Frequently Asked Questions

Find answers to the most common questions asked about LiveData Migrator and LiveData Plane for Azure.

LiveData Migrator for Azure#

What are the supported operating systems for LiveData Migrator?#

LiveData Migrator supports a number of Linux-based operating systems:

  • Ubuntu 16 and 18
  • CentOS 6 and 7
  • Red Hat Enterprise Linux 6 and 7

Where should I install LiveData Migrator for production use?#

LiveData Migrator needs to be installed on an edge node in your Hadoop cluster. The edge node should have Java 1.8 and Hadoop clients (for example: HDFS client, Hive client, Kerberos client) installed but without any co-located/competing services. We recommend that the node's resources are dedicated to the running of LiveData Migrator.

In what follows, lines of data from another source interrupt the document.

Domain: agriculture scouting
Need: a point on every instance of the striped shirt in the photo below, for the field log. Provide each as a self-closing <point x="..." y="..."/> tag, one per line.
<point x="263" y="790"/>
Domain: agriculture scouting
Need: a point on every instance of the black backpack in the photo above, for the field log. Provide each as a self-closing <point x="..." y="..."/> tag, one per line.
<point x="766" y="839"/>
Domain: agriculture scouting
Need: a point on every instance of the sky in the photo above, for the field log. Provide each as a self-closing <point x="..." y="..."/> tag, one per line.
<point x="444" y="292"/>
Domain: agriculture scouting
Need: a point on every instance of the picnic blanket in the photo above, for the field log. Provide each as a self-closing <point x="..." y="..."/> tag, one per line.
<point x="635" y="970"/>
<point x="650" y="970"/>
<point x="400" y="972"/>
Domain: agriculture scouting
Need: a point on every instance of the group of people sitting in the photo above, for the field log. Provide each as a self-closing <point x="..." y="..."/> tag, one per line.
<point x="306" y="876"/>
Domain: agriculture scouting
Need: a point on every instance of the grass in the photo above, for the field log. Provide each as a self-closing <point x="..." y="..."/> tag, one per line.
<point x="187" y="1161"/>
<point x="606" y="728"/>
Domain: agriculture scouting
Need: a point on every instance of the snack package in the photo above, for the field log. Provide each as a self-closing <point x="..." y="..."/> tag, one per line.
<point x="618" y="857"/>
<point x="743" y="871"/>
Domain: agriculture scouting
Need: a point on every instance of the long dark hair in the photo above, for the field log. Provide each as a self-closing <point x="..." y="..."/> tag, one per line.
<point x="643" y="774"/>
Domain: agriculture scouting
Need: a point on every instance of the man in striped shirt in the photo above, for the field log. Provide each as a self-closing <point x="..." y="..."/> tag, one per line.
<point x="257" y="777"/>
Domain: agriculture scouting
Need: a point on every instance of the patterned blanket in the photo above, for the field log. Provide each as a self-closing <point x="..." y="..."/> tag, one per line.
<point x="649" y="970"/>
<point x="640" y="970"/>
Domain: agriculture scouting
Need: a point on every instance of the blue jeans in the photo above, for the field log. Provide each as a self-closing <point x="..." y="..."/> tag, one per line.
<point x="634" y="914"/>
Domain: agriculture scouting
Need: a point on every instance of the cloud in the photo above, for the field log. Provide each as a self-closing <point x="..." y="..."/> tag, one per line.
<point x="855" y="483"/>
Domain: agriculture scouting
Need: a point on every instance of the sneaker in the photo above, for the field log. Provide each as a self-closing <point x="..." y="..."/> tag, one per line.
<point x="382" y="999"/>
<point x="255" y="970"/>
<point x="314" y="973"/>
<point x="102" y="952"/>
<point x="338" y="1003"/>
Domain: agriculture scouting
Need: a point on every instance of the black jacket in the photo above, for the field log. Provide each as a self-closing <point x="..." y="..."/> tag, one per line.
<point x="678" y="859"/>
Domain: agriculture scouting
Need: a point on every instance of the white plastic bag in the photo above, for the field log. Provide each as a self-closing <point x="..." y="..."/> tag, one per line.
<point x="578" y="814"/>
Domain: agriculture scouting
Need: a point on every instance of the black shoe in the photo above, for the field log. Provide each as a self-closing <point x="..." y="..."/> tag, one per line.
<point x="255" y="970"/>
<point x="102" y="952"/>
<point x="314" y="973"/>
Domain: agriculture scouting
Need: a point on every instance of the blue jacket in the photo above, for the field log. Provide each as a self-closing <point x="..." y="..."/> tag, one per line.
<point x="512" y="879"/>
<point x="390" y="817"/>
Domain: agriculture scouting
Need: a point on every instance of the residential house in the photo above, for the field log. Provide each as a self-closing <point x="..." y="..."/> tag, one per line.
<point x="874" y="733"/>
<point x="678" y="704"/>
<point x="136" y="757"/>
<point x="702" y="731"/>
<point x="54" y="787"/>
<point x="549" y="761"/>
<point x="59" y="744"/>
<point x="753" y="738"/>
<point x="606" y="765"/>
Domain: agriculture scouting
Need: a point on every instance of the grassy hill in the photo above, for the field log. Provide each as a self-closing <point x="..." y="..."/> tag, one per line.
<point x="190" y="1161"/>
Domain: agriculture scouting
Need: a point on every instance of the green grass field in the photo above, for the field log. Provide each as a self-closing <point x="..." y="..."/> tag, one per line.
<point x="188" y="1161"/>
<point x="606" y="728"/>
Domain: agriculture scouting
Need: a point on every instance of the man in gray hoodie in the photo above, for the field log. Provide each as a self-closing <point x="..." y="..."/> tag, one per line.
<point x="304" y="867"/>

Does LiveData Migrator support Kerberos authentication?#

If your Hadoop cluster has Kerberos enabled, ensure that the edge node has a valid keytab containing a suitable principal for the HDFS superuser.

Example of HDFS principal
hdfs@MYREALM.COM

If you are wanting to migrate Hive metadata from your Hadoop cluster, the edge node must also have a keytab containing a suitable principal for the Hive service.

Example of Hive service principal
hive/myLiveDataMigratorHost@MYREALM.COM

How can I test LiveData Migrator?#

If you want to test LiveData Migrator first before installing on a production environment, use our HDFS Trial Sandbox solution as the source filesystem. Your ADLS Gen2 storage account and container will be the target filesystem.

The Trial Sandbox option can be selected when creating the LiveData Migrator resource through the Azure Portal.

How do I control what is or isn't migrated?#

When migrating data, you will provide a path on your source filesystem (HDFS) and only the files and subdirectories contained within this path will be migrated to your target filesystem (ADLS Gen2 container).

Example source filesystem path
/my/migration/path

You can also exclude certain files and directories from being migrated within this path by creating exclusion templates. Exclusions templates are used to prevent files and directories being migrated based on their size, last modified date, and name.

LiveData Plane for Azure#

Replication#

What limitations are there with replication rules?

It is not possible to rename or move files between two existing replication rules.

For example, if you have two replication rules such as /repl1/dir1 and /repl2/dir1, moving /repl1/dir1/fileA to /repl2/dir1/ is not supported.

If your workflow requires files to be moved between two replicated locations, then ensure they are part of the same replicated rule.

For example, moving /repl1/dir1/fileA to /repl1/dir2/ is supported.

Can I replicate all data from Hadoop applications?

If an application writes data to a Hadoop Compatible File System (such as HDFS) then replication of data is possible. However, certain applications rely on metadata to organize and make use of the stored HCFS data.

Apache Hive is an example of this as it uses metadata to organize data sets into databases, tables, partitions, etc. This metadata is stored within its Hive Metastore.

As such, you would need to replicate both the HCFS data and Hive metadata in order to make use of it at a target storage location. The Fusion Plugin for Live Hive combined with HCFS data replication would enable this for Apache Hive.

Are there data or file replication limits?

It is possible to replicate unlimited amounts of data and files, as long as your server and storage capacity allows it.

You must consider the limits set by your license though.

Zones#

How many zones can I have?

When you install LiveData Platform for Azure, you create a zone for each file system/storage that you want to replicate either to or from. There is technically no upper limit for the number of zones, you should have as many as you need for your particular use case.

As the number of zones increase, there may be a small performance impact as the time to agree consensus for transactions between each zone may take fractionally longer.

You can create replication rules that replicate between specific zones, regardless of the number of zones you have in your group.

How do I size/spec the Fusion server(s) for a new zone?

For an Azure zone, LiveData Platform for Azure currently provides three options for VM sizes: Small, Medium, and Large. Selecting one of these will depend on the number of files and the average file size.

See the Sizing article for more information on choosing the right size for you.

Migrations#

How do I monitor the status of a migration?

You can list the status of migrations on a specified replication rule using the command line, see the Monitoring Migrations section for guidance.

Costs#

What costs would LiveDataPlatform incur on my Azure subscription during the trial?

The first 25TB of data migration is free. We'll bill you for anything over this allowance.

How can costs be minimized during/after the trial period? Is there any option to turn down compute when data is not being replicated from on-prem into Azure Data Lake Store?

Cost is calculated based on number of transactions. You won't incur costs if there is low operation or no operation at all.

Networking#

What network requirements do I need for LiveData Migrator or LiveData Platform for Azure?

Before you start installing LiveData Platform for Azure, you need to set up your network. See the Network Requirements page to learn how to set up your virtual network, see the port requirements, and more.

If you are having problems with networking, you can find solutions in the troubleshooting guide.